Chiffonnier ! Il me vint une idée, mais je la gardai égoïstement pour moi. L’individualisme anarchiste, toujours ! Toutefois, cette pensée, Faroux parut la deviner. Il y fit écho dans l’instant qui suivit :
On est en train d’examiner
s’il n’était pas un peu receleur sur les bords, dit-il, mais je ne
crois pas. La plupart des fourgues, petits et grands, sont
catalogués. Lenantais, ou, plus exactement, le chiftir connu sous
le nom d’Abel Benoit, n’a jamais été soupçonné de se livrer à ce
trafic. Bon. Alors, voilà comment il vivait, libre et indépendant,
comme dit la chanson, sinon dans l’abondance, mais assez
confortablement, compte tenu de ses besoins réduits à leur plus
simple expression. Rebon. Tout ça pour vous donner des nouvelles de
votre ancien copain. J’en arrive maintenant à sa fâcheuse
mésaventure finale...
Le commissaire jeta son mégot et sécha son grog :
... II y a trois jours,
dans la nuit et la rue, il est attaqué par des gars – des norafs,
dit-il –, qui le lardent de deux coups de couteau et lui fauchent
son portefeuille. Tant bien que mal, il se traîne jusque chez lui
et demande aide à sa voisine, une espèce de gitane...

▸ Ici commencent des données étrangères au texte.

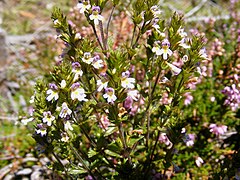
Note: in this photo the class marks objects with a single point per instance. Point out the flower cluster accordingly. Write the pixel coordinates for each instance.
(233, 96)
(218, 130)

Sa voisine ou autre chose,
observa l’inspecteur Fabre, en agitant les doigts comme s’il
profanait une culotte de nylon.
De toute façon, elle est sa
voisine. Elle vit dans une baraque collée à celle de Lenantais.
Mais je crois qu’il était trop vieux pour coucher avec, quoique
avec ces mecs dépourvus de préjugés, on ne sache jamais...
Soixante, ce n’est pas si
vieux, protestai-je, songeant à mon propre avenir et au passé
récent de Sacha Guitry,
Je ne parle pas de ses
possibilités, sourit Faroux. Je parle de la différence d’âge entre
eux deux. Elle a vingt-deux piges. Ça fait, en chiffres ronds,
quarante d’écart.
Oui, bien sûr. Alors, cette
fille ? impuissante à le soigner – il avait été sérieusement
atteint, la preuve en est qu’il a succombé...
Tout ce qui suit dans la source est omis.